Selling agent Brian Lewin from Lewin Real Estate shared insights into the action. Three eager first-time buyers showed up, though not all jumped into the bidding. The proceedings kicked off with a vendor bid of $650,000 – right at the lower end of the guide – followed by a live bid of $670,000. The auction paused there, and the property was passed in at that level. It eventually sold post-auction for $680,000, hitting the reserve price. Lewin noted that the winning buyer likely took advantage of the Australian Government's 5% Deposit Scheme, which was expanded in October to open the door for unlimited participants. This scheme, designed to ease the path for newcomers to the housing market, has been generating solid buzz.
"The market is really good, really strong," Lewin remarked. "It's probably up 10% in the last 12 weeks." For those new to real estate, this means properties are selling faster and at higher prices overall, but individual deals can still surprise. In this case, the scheme empowered a buyer to secure a home below its last sale price, highlighting how government incentives are tipping the scales toward first-timers.

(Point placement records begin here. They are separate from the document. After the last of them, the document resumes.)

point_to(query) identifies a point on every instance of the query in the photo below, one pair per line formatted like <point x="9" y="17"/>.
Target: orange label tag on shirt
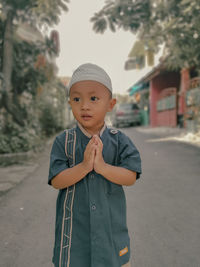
<point x="123" y="251"/>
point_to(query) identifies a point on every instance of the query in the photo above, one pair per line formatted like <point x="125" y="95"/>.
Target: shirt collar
<point x="89" y="135"/>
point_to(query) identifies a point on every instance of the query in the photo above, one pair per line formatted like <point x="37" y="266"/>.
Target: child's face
<point x="90" y="101"/>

But here's where it gets truly intriguing – and potentially divisive. Is this a sign that the market is cooling off, or just a natural fluctuation? Some might argue it's unfair that investors, who often pour money into renovations and wait for appreciation, end up losing out to subsidized buyers. Others could see it as a positive shift, democratizing homeownership in a pricey city. What do you think – are these schemes leveling the playing field, or creating an uneven battle?

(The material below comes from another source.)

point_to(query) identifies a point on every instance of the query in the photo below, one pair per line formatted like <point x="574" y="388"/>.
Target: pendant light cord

Shifting gears to another part of Melbourne, a similar story unfolded in Mernda, where a first-time buyer snapped up a four-bedroom house for $738,500. This property at 12 Plugges Street started strong with an auctioneer bid of $680,000, drawing three competing parties, according to selling agent Monica Chen from Nelson Alexander Reservoir. She described a leisurely pace, with bids inching up in $1,000 or $500 increments until it hit the $730,000 reserve and climbed to the final $738,500.
"I think it's a fair and reasonable result," Chen said, contrasting it with her other sales in nearby areas like Bundoora, Lalor, and Thomastown, which have seen more frenzied interest. "A lot of people still want a full block of land, closer to the city." To clarify for newcomers, Mernda is a growing suburb north of Melbourne, where the median house price stands at $720,000 – up 3.8% year-on-year. Interestingly, this same address last traded for just $225,000 back in 2017, when it was vacant land, showing how development and demand have transformed its value.
Chen also mentioned the buyer used the 5% Deposit Scheme, underscoring a trend of first-timers leveraging government help in outer suburbs. This example illustrates how auctions can sometimes feel like a slow dance, with careful pacing leading to satisfying outcomes for buyers. But let's not overlook the broader picture: While Moorabbin is exploding, Mernda's growth is more measured, yet both saw investors settle for less than hoped.
Now, the controversy deepens. In an era of rising interest rates and economic uncertainties, are these auction results a red flag for overvalued properties, or just smart buying in a resilient market? For instance, one might controversially suggest that schemes like the 5% Deposit are artificially inflating demand, potentially leading to bubbles – but others could counter that they're essential for affordability. And this is where I want to hear from you: Do you believe government interventions are helping or hurting the property market? Is it ethical for investors to face losses in such a 'strong' environment? Share your thoughts in the comments – agree, disagree, or add your own take!